Dilansir dari Republika, terdapat sebuah mata air di Desa Baumata, Kecamatan Taebenu, Kabupaten Kupang. Mata air Baumata terdapat di dalam gua yang dahulunya merupakan gua persembunyian tentara Jepang. Mata air Baumata mengairi berhektar-hektar sawah dan ribuan rumah penduduk yang ada di empat desa.

Bagi masyarakat setempat, gua Jepang tersebut adalah tempat yang dikeramatkan. Menurut penuturan seorang warga bernama Eva Tanof, setiap tahun pada bulan Mei, warga dari 4 (empat) desa mengadakan ritual potong sapi di gua.
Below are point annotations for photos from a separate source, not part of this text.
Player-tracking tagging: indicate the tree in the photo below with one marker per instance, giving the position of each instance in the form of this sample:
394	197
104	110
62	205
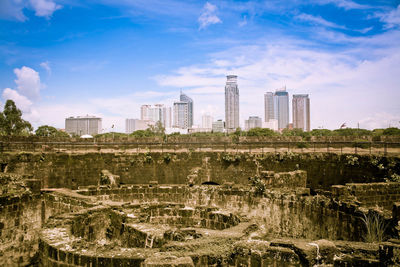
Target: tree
391	131
157	129
49	131
11	122
261	132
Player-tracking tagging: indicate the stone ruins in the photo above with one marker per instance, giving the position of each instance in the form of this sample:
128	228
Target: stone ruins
199	209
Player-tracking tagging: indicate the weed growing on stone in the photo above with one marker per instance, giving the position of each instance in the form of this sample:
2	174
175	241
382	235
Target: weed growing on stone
167	158
147	158
393	178
302	145
352	160
258	184
231	158
375	228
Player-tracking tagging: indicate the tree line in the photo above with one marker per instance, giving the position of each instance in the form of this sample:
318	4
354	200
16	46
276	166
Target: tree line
12	124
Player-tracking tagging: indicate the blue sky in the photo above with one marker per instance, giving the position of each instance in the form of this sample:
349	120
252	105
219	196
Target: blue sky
107	57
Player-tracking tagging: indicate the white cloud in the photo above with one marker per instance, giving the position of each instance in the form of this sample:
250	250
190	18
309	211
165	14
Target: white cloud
28	82
318	21
28	89
22	102
44	8
345	4
11	9
208	16
347	85
380	120
243	22
391	18
46	66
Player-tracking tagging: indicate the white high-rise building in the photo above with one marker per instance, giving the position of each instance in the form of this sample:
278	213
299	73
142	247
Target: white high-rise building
281	107
132	125
145	112
183	112
276	107
252	122
157	113
82	125
206	121
301	112
218	126
185	98
269	106
231	103
181	115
Ritual ini dinamakan ansimo oel atau adat menerima air.

Ribuan masyarakat berkumpul di sekitar gua untuk memotong sapi dan memasaknya. Hasil olahan sapi wajib dimakan dan dihabiskan di tempat itu juga. Tidak ada yang berani melanggar ritual karena bagi warga setempat, gua dan sumber mata air itu sangat dihormati.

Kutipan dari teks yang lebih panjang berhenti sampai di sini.